Italy became a republic after a referendum on 2 June 1946, which has since been celebrated as Republic Day. It was also the first time that Italian women had the right to vote. Victor Emmanuel III’s son, Umberto II, had to abdicate and go into exile. The Republican Constitution was adopted on 1 January 1948. Under the peace treaty with Italy in 1947, most of the Julian Marches were lost to Yugoslavia, and later the free territory of Trieste was divided between the two states. Italy also lost all its colonial possessions, officially marking the end of the Italian Empire.
Italian voters’ fears of a possible communist takeover proved decisive in the first election result under universal suffrage on 18 April 1948, when the Christian Democrats led by Alcide De Gasperi won a landslide victory. As a result, Italy became a member of NATO in 1949. The Marshall Plan helped revive the Italian economy, which experienced a period of sustained economic growth until the late 1960s, commonly referred to as the “economic miracle”. Italy was a founding member of the European Economic Community (EEC) in 1957, which became the European Union (EU) in 1993.
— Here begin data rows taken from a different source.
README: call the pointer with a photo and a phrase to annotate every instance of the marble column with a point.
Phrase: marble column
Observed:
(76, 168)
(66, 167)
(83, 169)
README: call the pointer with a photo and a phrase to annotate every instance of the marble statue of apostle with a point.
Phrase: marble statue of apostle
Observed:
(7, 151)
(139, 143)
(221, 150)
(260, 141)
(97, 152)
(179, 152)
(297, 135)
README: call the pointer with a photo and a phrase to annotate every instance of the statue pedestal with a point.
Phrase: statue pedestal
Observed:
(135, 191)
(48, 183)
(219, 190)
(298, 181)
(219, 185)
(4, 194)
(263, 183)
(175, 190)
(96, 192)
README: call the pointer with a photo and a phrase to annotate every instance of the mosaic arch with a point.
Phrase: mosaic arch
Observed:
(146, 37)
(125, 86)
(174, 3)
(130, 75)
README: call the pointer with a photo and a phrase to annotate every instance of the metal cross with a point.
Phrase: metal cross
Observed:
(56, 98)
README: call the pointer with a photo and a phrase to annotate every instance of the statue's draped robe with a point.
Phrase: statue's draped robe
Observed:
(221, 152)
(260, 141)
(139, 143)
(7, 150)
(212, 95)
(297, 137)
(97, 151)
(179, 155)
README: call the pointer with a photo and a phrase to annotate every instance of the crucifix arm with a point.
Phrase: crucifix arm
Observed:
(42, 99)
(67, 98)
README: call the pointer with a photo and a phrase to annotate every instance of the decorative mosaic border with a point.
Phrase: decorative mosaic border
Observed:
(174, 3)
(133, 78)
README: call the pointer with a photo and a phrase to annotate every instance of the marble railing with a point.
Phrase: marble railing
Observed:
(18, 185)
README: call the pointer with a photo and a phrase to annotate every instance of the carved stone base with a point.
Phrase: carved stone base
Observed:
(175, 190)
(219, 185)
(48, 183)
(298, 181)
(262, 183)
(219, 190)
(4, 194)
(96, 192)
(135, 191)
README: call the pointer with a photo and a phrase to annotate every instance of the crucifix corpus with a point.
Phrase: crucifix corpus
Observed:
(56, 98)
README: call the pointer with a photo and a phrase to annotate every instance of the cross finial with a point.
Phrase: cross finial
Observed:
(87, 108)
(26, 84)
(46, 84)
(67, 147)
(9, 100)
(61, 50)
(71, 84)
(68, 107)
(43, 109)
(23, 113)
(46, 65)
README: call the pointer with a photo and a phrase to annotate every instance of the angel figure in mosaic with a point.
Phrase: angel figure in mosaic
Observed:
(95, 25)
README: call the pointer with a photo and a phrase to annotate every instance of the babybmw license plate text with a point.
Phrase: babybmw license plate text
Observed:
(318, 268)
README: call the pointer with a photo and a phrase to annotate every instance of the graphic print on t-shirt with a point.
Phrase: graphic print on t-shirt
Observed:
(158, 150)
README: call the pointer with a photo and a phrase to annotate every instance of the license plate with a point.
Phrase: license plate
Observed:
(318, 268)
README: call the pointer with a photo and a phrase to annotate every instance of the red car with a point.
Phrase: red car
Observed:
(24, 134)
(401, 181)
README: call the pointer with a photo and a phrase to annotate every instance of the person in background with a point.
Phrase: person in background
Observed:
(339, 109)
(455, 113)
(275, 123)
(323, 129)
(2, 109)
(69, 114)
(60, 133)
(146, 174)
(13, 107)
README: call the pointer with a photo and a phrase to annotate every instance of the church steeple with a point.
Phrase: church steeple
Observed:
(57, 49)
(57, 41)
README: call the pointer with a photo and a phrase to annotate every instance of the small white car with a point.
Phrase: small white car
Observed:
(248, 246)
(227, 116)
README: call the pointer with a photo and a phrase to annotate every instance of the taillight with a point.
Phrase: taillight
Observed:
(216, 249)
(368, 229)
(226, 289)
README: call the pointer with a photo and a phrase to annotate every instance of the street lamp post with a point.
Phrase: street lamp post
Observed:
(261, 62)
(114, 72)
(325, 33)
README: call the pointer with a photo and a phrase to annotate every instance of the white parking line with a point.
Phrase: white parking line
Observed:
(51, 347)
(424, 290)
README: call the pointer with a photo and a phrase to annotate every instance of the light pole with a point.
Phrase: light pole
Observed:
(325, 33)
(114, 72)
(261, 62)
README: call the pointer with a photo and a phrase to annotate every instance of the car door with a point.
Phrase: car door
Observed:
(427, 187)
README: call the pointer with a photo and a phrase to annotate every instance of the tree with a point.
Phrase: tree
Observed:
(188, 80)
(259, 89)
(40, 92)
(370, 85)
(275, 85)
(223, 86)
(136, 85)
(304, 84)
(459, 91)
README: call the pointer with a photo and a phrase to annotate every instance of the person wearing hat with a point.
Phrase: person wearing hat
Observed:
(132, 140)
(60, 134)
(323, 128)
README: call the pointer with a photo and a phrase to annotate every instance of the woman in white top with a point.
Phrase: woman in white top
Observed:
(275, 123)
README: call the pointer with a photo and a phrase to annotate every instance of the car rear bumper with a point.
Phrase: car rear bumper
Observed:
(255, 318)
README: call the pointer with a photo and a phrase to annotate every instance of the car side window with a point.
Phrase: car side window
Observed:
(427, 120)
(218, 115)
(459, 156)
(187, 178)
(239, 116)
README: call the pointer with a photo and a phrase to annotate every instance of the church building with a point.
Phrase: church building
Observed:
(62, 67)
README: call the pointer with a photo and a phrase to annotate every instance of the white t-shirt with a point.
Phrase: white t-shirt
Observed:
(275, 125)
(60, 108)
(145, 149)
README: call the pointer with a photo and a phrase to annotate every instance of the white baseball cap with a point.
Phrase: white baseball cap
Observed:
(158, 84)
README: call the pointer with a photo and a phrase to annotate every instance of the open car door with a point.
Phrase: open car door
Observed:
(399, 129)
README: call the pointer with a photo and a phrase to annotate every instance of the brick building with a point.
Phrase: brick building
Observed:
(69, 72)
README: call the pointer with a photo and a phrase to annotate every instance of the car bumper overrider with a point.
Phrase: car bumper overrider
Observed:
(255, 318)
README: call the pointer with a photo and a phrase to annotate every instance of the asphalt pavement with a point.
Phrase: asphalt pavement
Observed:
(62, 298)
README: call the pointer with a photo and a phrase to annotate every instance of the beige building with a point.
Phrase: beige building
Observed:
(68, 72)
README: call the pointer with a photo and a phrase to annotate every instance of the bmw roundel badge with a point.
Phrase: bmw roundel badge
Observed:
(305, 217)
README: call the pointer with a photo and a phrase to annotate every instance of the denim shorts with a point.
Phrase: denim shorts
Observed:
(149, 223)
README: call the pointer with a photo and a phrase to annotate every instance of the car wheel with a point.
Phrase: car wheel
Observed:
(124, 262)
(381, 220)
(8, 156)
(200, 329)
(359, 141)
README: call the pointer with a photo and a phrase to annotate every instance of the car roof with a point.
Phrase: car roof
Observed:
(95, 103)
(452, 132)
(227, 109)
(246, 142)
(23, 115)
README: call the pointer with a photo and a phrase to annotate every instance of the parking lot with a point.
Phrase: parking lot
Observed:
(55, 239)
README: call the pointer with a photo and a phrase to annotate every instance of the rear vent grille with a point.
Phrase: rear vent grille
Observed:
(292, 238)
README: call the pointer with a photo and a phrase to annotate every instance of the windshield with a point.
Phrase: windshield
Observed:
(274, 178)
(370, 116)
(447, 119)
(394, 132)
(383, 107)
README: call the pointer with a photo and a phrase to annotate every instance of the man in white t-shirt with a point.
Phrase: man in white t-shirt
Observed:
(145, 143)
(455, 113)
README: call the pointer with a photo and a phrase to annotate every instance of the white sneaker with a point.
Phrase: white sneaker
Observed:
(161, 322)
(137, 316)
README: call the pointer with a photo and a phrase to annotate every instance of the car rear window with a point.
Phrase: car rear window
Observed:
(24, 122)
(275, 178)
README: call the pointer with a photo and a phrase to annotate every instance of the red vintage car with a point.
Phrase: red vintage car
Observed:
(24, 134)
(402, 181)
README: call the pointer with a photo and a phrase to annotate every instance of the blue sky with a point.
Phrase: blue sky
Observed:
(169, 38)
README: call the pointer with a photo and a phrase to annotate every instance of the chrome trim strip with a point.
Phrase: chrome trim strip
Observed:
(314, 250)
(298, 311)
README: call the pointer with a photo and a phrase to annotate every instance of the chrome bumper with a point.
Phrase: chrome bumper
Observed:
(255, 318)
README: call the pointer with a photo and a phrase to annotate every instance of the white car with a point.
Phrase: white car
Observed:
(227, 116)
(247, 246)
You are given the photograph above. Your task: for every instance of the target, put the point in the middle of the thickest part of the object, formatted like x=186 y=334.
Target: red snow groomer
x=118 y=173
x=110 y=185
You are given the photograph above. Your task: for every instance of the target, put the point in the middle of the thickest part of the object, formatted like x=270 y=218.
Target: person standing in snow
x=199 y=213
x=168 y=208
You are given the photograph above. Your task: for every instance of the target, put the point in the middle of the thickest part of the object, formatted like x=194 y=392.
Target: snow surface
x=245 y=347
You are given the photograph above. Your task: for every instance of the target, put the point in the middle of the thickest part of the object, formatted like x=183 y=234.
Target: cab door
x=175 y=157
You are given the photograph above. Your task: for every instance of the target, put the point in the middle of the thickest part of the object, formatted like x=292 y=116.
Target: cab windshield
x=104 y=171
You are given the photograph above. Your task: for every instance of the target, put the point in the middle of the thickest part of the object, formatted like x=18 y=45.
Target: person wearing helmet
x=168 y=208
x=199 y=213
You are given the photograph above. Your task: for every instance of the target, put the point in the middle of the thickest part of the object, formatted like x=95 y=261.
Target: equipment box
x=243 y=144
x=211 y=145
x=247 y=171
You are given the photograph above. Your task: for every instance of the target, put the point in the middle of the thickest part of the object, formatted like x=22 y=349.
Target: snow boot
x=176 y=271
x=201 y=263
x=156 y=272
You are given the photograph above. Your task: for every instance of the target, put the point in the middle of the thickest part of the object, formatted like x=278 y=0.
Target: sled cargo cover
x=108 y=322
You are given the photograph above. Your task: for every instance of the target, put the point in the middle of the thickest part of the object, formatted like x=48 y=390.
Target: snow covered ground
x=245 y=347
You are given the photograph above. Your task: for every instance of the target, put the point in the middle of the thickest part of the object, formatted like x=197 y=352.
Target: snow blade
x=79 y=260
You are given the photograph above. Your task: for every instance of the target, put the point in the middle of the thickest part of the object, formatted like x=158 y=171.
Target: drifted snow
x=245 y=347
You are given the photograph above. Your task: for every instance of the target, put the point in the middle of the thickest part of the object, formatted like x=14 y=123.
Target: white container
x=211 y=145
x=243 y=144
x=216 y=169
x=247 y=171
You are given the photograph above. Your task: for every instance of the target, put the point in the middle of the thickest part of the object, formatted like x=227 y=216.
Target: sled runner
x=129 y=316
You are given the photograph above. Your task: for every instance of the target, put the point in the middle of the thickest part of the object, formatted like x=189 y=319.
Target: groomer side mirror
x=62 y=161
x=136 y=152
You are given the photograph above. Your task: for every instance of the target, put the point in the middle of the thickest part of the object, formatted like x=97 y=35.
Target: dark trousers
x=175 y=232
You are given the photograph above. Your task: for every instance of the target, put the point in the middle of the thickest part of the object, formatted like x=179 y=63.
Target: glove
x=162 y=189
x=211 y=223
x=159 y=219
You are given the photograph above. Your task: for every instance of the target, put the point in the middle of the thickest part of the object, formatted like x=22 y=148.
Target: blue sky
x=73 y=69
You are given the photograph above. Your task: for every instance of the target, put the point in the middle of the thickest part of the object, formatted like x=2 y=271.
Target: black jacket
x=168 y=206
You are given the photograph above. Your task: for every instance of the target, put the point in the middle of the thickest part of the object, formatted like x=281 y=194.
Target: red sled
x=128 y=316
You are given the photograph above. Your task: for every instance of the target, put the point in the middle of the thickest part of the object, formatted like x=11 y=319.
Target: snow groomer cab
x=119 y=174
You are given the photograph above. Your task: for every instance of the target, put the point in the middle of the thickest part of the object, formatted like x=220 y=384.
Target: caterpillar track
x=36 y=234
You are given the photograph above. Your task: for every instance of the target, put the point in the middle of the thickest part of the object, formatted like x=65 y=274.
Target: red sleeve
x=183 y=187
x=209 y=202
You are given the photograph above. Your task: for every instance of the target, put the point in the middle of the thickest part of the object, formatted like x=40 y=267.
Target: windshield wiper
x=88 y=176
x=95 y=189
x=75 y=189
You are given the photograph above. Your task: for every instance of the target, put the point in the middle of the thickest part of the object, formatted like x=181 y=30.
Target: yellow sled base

From the late 1960s to the early 1980s, the country went through the Leaden Years, a period characterised by economic crisis (especially after the 1973 oil crisis), widespread social conflict and terrorist massacres perpetrated by opposing extremist groups with the alleged involvement of American and Soviet intelligence agencies. The Leading Years culminated in the assassination of Christian Democrat leader Aldo Moro in 1978 and the Bologna railway station massacre in 1980, in which 85 people were killed.
In the 1980s, for the first time since 1945, two governments were led by non-Christian Democrat prime ministers: a liberal (Giovanni Spadolini) and a socialist (Bettino Craxi); however, the Christian Democrats remained the main party in government. Under Bettino Craxi’s government, the economy recovered and Italy became the fifth largest industrialised nation in the world and joined the G7 group. As a result of spending policies, however, Italian public debt soared during the Craxi era and soon exceeded 100% of GDP.
In the early 1990s, Italy faced major challenges as voters – disillusioned by political paralysis, massive public debt and the extensive system of corruption (known as Tangentopoli) exposed by the Clean Hands poll – demanded radical reforms. The scandals affected all the major parties, but especially those in the ruling coalition: the Christian Democrats, who had ruled for almost 50 years, fell into a serious crisis and eventually disintegrated, splitting into several factions. The communists reorganised themselves into a social democratic force. In the 1990s and 2000s (decade), the country was alternately ruled by centre-right coalitions (dominated by media magnate Silvio Berlusconi) and centre-left coalitions (led by university professor Romano Prodi).
In the late 2000s, Italy was hit hard by the Great Recession. From 2008 to 2015, the country suffered 42 months of GDP recession. The economic crisis was one of the main problems that forced Berlusconi to resign in 2011. The government of the conservative prime minister was replaced by the technocratic cabinet of Mario Monti. After the 2013 general elections, the Democratic Party’s deputy secretary Enrico Letta formed a new government at the head of a grand coalition of the right and the left. In 2014, challenged by the new PD secretary Matteo Renzi, Letta resigned and was replaced by Renzi. The new government launched important constitutional reforms such as the abolition of the Senate and a new electoral law.